22 thoughts on “Encrypt Data On the Fly On a Pi With Cryptopuck

  1. Imagine non tech savy people using this to organize protests. Now imagine this device was modified by an enemy of the protesters to weaken security and add some kind of watermarking like implemented in NK’s red star os. I’m not saying this is a bad thing, but whenever somthing security related is simplified and trusted by people who don’t understand it…

    1. Beauty is not objective. Personally, I am much more likely to have a 3d printer and filament on hand than an appropriately sized prototyping box. I typically find that there is not enough gained, aesthetically, by using a standard box to justify the increased time/labor/cost for someone who already owns a 3d printer. Doubly so for a project like this, where aesthetics serve no function other than to increase perceived value.

  2. Why bother with a file structure storage file etc?
    I would understand if the aim was to allow for incremental addition of unencrypted files,, but this looks like a one shot protect, unprotect implementation. Just store the file structure by compress the entire drive, then encrypt the compressed file. There are compression formats that store the file permission, owners, dates etc.

    1. Just a thought, If files can be stored using one the security keys in the pair and the other isn’t needed, one could simply not include the other key along with the device. That way the file could only be accessed by those back at “headquarters” where the sibling key resides. No amount of $5 wrench bludgeoning could lead to accessing that key.

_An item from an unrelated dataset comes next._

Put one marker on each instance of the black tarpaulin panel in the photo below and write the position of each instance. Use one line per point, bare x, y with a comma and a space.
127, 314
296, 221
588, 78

I wonder if the setup could be made functional with just one of the two keys as a kind of file drop box, sort of like a high security cash box at convenience stores.

      1. What about grabbing a selection of stock prices, run it through some hash algorithm. Theres a lot of data there and it varies all the time. Alternately a $5 usb camera in a dark box the a radio active source should make for some wildly random data.

      2. True RNG’s are as simple as a diode or radio tuned to white noise static.


        As for a Pi they do have HRNG’s available

        “Just replace “/dev/random” with “/dev/hwrng”

        That’s from 2013 & 2015 so and it’s built into the Pi’s SOC.

        I don’t have a Pi to check the RNG function but I am reasonably sure most hardware providers have such things I know AMD and Intel both do. Today it’s more common to have a true HRNG system available.

    1. The Pi actually has a hardware RNG onboard that uses reverse bias transistor noise. All the benchmarks I’ve seen for the Pi RNG say it does a very respectable job, and at the very least is certainly an improvement over the standard PRNG setup most machines are using.

  3. Unfortunately, I can see a few problems: USB flash drives typically don’t erase cells until absolutely necessary (i.e. immediately before a write). So erasing the unencrypted files is likely leaving them around in plain view. Even if you fill all the empty space with random junk, there’s usually an extra 20% capacity that is used for wear levelling.

    USB flash drive manufacturers often provide tools to securely wipe their drives, but then you’re not going to have a generic solution that can accept all drives.

    I’m not sure why symmetric encryption is done with a randomly generated key, followed by asymmetric encryption of the generated key? Why not just do all the encryption with the public key? Then if the process aborts half way though, you can at least decrypt some of the files?

    For preserving the file structure, why not just zip the contents first? zip can output to stdout so you don’t need to save an intermediate file to disk.

      1. …except that they don’t, because this is already how PGP works behind the scenes: it generates a one-time symmetric key which is used to encrypt the data and is then encrypted with the asymmetric key. He’s basically just re-implemented PGP, but without any consideration for all the side-channel attacks.

        Besides, even if the more computationally complex asymmetric encryption was used for all the data, the bottleneck is _definitely_ going to be the USB2.0 comms, not the CPU.